NAFLD comprises a continuum of liver diseases ranging from simple fat deposition (steatosis) to inflammation, extensive fibrosis and cirrhosis that develop in the absence of excessive alcohol intake (1). NAFLD is associated with obesity, insulin resistance and the metabolic syndrome (30). In this study, we used a previously described rodent model of NAFLD (11,31) and a validated histological scoring system to describe the histologic findings in this model (17). The results showed that an HF diet produced different degrees of fat accumulation but no inflammation or fibrosis. NAFLD is a complex disorder whose main initial pathological process is the accumulation of fat within the hepatocytes. It is believed to result from an imbalance between hepatic fatty acid synthesis/uptake and oxidation/export (6,30).
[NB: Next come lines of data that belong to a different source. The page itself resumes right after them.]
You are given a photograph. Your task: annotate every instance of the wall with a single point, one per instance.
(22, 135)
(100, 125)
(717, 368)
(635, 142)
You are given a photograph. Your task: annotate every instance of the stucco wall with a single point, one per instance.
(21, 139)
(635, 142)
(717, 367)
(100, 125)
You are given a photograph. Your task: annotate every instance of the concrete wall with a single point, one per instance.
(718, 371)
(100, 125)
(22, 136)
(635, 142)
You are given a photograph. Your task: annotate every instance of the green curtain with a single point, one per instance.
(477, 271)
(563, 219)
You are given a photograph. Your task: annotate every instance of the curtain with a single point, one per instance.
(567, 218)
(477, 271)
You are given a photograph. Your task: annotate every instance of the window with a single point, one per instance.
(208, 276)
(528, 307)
The results showed that swimming training minimized the liver tissue damage caused by an HF diet as previously demonstrated (10). The beneficial effects of exercise have been attributed to increased insulin sensitivity and fat oxidation and decreased lipid synthesis by the liver through activation of the AMP-activated protein kinase (AMPK) pathway (10,32). However, mechanistically, the effect of exercise on the pathogenesis of NAFLD is not understood completely.
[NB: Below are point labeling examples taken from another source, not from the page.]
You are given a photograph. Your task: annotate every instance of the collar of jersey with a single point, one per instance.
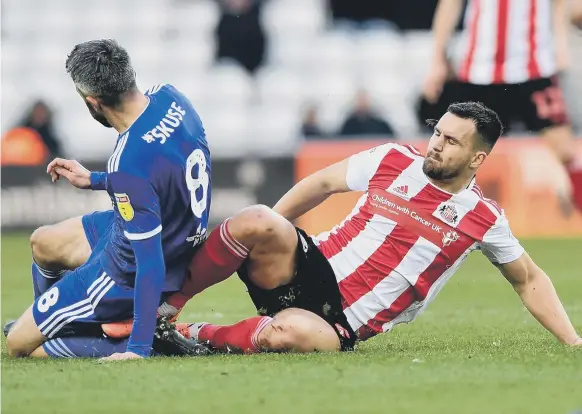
(139, 116)
(469, 186)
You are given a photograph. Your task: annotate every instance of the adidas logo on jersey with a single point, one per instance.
(401, 191)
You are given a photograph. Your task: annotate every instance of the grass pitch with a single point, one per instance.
(476, 350)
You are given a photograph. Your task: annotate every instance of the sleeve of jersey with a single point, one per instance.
(363, 165)
(499, 244)
(98, 181)
(138, 205)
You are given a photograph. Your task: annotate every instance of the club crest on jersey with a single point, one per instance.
(124, 206)
(449, 213)
(450, 237)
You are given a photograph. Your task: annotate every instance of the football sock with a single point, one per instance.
(219, 257)
(241, 336)
(84, 347)
(575, 173)
(43, 279)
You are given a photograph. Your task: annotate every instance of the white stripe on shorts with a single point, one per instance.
(52, 349)
(84, 315)
(73, 310)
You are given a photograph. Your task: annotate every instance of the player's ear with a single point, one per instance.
(95, 103)
(478, 159)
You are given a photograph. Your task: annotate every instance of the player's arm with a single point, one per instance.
(532, 285)
(313, 190)
(77, 175)
(139, 206)
(539, 296)
(351, 174)
(561, 27)
(98, 180)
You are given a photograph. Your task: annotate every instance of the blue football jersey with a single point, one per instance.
(159, 181)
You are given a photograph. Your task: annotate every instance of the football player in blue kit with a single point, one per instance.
(158, 178)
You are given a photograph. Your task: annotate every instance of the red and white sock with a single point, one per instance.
(242, 336)
(575, 173)
(219, 257)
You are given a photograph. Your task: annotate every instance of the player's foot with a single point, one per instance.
(169, 342)
(120, 330)
(194, 329)
(8, 327)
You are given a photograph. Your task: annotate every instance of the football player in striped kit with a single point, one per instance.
(514, 51)
(418, 220)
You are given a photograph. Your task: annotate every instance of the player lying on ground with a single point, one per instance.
(415, 225)
(158, 177)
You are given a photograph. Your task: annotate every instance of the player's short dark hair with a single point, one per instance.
(102, 69)
(487, 122)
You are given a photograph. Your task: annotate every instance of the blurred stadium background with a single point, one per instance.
(274, 81)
We showed for the first time that activin and follistatin may be involved in the beneficial effects of exercise on NAFLD. We observed that the expression of activin A and follistatin mRNAs varied reciprocally in exercised and sedentary HF-fed animals, suggesting a local adaptive regulation promoting an increase in the biological effect of activin A. Activin A has been previously reported to be profoundly involved in liver function and in the pathogenesis of liver disease, including NAFLD (3,4,6). Follistatin is a binding protein that acts as an extracellular factor to bind and inactivate activin (33). It has recently been demonstrated that in mice with global inactivating mutations that deplete the circulating activin antagonists follistatin-like-3 or the follistatin 315 isoform, insulin signaling in liver was enhanced, and paradoxically, hepatic steatosis developed and phosphoenolpyruvate carboxykinase (PEPCK) expression was not suppressed, suggesting dual actions of activin in hepatocytes (34).

The activin/follistatin circuitry is complex, with local autocrine/paracrine functions, and at the same time may be self-modulated (35,36). Many studies have described potential mechanisms to explain the role of activin/follistatin in exercise-induced liver adaptation (4,5). In this regard, activins have been shown to be associated with insulin production and insulin sensitivity, as well as with fat oxidation in liver and other tissues (37). In addition, activin A can act as an anti-inflammatory cytokine (38), and inflammation is an important mechanism involved in both insulin resistance and NAFLD (5,39). Moreover, it has recently been shown that exercise training reduces hepatic inflammation, injury and fibrosis by suppressing macrophage infiltration in diet-induced obesity in mice (40).

In spite of their novelty, the data presented here should be considered along with the study limitations. The modulation of activin and follistatin expression by exercise was shown only at the transcriptional level, thus post-transcriptional regulation cannot be ruled out. In addition, the mechanisms involved in the action of activin/follistatin on hepatic steatosis were not investigated in the present study. However, the findings may offer insight into the development of pharmacological strategies contributing to the control of obesity comorbidities such as NAFLD.

In conclusion, the results showed that exercise may reduce the deleterious effects of an HF diet on the liver and suggest that the local expression of activin and follistatin may be involved. Further studies are necessary to investigate the mechanisms of regulation of the activin/follistatin circuitry in metabolic and liver diseases.